Motorway areas have a symbolic significance: being the gate of the city. This symbol is multidimensional:

- The spatial dimension: the route of those roads is peripheral. The ring is a physical and material border: a city wall. It is only possible to pass them at some specific locations: the gates.

- The toponymic dimension (place names): interchanges are often named (something) gate. Massively used in France (porte des lilas, porte de l’Essonne, porte de Lyon), this way of doing is less frequent in the UK, there is still the Bristol gate at the west entrance of the city. This is a way to define arbitrarily (and artificially) the limits of the urban area

- Finally, and highly present in the video, the landscape dimension. The previous sequence was noting the relative non-urbanisation of the areas that are along motorways. The absence of construction clears the field of view and then offer terrific frames of the city, either visible while walking on the footbridge or driving. The arrival in Bristol through the M32 motorway viaduct gives a wide panorama on the terraced houses

The same terraced houses are incidentally seen at the beginning of the sequence. The footbridge above the ring road illustrates a front door of the metropolis: the image is centred, the horizon unveils the urban landscape, a city-dweller, equipped with the last high-tech mean of transport, dives into it. The motorway used to be only present in the sound environment, but become also visible when the bridge is being crossed. Beyond that is reached a rather desert space, wedged between two arterial roads. The Railway Path function is here mostly to be a cycle lane, with features (in term of uses) quite similar to the motorways: no static behaviours and a single dynamic motion. Some marks are nonetheless indicating that a few users have lingered and wandered there. The stickers have been glued by someone feeling in a state of contemplation, interacting with the Railway Path by appropriating it. This action conveys a message to the next user that will possibly sharpen its sight.

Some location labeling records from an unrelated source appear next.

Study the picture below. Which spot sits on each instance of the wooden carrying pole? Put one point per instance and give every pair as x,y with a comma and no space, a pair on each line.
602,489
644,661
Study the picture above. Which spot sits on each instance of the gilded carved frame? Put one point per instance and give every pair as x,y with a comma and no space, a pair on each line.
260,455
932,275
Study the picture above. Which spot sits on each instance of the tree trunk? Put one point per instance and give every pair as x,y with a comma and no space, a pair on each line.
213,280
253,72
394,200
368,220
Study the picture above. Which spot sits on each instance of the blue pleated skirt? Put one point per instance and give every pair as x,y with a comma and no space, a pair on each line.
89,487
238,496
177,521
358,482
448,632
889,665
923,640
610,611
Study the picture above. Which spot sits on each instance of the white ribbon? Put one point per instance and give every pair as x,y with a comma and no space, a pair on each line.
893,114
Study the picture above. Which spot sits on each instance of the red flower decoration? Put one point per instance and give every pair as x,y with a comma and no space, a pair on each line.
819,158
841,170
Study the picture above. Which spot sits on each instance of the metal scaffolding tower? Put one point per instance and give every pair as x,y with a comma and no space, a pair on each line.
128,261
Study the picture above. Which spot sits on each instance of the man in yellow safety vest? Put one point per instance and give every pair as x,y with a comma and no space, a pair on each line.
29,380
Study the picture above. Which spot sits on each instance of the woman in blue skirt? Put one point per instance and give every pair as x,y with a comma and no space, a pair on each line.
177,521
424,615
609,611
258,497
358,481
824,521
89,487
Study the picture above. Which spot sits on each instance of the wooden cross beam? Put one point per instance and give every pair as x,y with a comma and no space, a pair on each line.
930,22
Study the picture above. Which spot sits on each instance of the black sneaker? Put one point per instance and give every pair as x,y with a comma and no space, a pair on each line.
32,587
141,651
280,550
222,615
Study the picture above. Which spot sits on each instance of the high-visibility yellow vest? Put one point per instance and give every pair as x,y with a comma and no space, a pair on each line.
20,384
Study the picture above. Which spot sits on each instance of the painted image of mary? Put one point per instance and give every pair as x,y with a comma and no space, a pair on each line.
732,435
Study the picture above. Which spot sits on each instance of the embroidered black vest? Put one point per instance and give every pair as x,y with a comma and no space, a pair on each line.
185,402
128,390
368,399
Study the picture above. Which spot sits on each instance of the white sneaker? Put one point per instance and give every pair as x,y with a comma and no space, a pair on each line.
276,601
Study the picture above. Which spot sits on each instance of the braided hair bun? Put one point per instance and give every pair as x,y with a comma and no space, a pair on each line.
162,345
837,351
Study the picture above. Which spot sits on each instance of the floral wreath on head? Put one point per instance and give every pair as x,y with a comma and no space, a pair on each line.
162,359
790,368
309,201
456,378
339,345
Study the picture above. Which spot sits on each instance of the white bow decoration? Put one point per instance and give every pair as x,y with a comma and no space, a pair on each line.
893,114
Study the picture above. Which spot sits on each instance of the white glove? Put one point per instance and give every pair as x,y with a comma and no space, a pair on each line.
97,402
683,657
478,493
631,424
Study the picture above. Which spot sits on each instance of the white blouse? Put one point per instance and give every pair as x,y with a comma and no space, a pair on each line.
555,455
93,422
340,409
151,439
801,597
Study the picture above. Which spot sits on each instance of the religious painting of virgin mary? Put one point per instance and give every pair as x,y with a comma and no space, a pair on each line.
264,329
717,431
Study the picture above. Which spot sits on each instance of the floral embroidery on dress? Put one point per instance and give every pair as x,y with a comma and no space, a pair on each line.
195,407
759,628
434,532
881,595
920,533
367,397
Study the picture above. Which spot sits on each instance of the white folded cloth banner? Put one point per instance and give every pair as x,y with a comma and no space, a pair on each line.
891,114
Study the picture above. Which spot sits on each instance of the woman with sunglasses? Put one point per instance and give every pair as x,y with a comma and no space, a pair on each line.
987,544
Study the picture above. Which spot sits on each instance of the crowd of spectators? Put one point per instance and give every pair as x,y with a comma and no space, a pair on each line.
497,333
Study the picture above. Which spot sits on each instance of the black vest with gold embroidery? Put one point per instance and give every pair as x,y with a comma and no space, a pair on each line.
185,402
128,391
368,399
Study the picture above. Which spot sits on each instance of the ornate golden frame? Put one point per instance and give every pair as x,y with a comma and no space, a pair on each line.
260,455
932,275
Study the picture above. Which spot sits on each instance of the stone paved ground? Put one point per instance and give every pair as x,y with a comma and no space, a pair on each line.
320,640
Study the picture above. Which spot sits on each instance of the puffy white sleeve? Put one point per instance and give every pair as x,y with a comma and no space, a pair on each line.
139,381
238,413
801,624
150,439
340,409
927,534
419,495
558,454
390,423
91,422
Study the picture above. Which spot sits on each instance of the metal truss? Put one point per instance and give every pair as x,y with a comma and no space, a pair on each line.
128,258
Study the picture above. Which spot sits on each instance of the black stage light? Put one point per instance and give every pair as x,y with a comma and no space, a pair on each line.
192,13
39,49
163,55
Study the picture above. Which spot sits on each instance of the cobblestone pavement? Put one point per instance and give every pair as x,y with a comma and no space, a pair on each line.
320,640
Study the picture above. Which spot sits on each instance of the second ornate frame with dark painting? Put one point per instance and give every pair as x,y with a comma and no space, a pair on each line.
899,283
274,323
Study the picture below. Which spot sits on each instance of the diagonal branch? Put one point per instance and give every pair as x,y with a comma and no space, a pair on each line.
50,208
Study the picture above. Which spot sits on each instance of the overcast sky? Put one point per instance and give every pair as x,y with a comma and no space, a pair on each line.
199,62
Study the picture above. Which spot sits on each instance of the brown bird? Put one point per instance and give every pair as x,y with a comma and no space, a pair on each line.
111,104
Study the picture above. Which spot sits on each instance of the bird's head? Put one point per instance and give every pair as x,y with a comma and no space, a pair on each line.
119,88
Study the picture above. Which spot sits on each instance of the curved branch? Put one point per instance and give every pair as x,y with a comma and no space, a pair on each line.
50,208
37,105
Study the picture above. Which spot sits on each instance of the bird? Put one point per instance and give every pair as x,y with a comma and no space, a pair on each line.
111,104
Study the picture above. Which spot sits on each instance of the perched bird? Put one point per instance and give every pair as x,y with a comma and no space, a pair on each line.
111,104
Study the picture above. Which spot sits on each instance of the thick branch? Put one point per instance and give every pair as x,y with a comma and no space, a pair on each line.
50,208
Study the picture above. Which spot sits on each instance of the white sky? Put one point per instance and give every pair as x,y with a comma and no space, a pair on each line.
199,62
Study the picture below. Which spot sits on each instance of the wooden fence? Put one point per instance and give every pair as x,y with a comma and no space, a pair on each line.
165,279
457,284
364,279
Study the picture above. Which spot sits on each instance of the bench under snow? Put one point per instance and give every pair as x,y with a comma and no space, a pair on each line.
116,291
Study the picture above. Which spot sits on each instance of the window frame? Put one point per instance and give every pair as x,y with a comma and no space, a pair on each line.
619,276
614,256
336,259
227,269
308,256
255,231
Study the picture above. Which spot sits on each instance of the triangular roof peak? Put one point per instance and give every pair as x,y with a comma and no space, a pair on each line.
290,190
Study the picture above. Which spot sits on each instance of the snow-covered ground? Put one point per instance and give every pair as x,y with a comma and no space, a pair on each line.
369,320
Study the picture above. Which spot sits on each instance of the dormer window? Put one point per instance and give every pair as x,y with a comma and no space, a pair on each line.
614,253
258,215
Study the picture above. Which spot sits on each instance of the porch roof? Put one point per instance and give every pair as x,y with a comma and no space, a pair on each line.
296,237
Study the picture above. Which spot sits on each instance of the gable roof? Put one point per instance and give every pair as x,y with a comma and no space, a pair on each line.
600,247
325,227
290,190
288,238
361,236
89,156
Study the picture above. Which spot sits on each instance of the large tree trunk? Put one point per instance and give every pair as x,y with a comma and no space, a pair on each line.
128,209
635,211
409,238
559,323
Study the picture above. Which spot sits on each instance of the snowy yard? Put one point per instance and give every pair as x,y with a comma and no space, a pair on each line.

As the camera goes on, the path delivers points of views that are more and more focused on the residential areas. Yet, even when it’s lying against the houses, the path stays distant from the city because it is outside the road network. The constructions are usually facing the street, hence from a former railway it isn’t the façade that is seen. The Railway Path benefit in this sense, from an out of the ordinary landscape potential.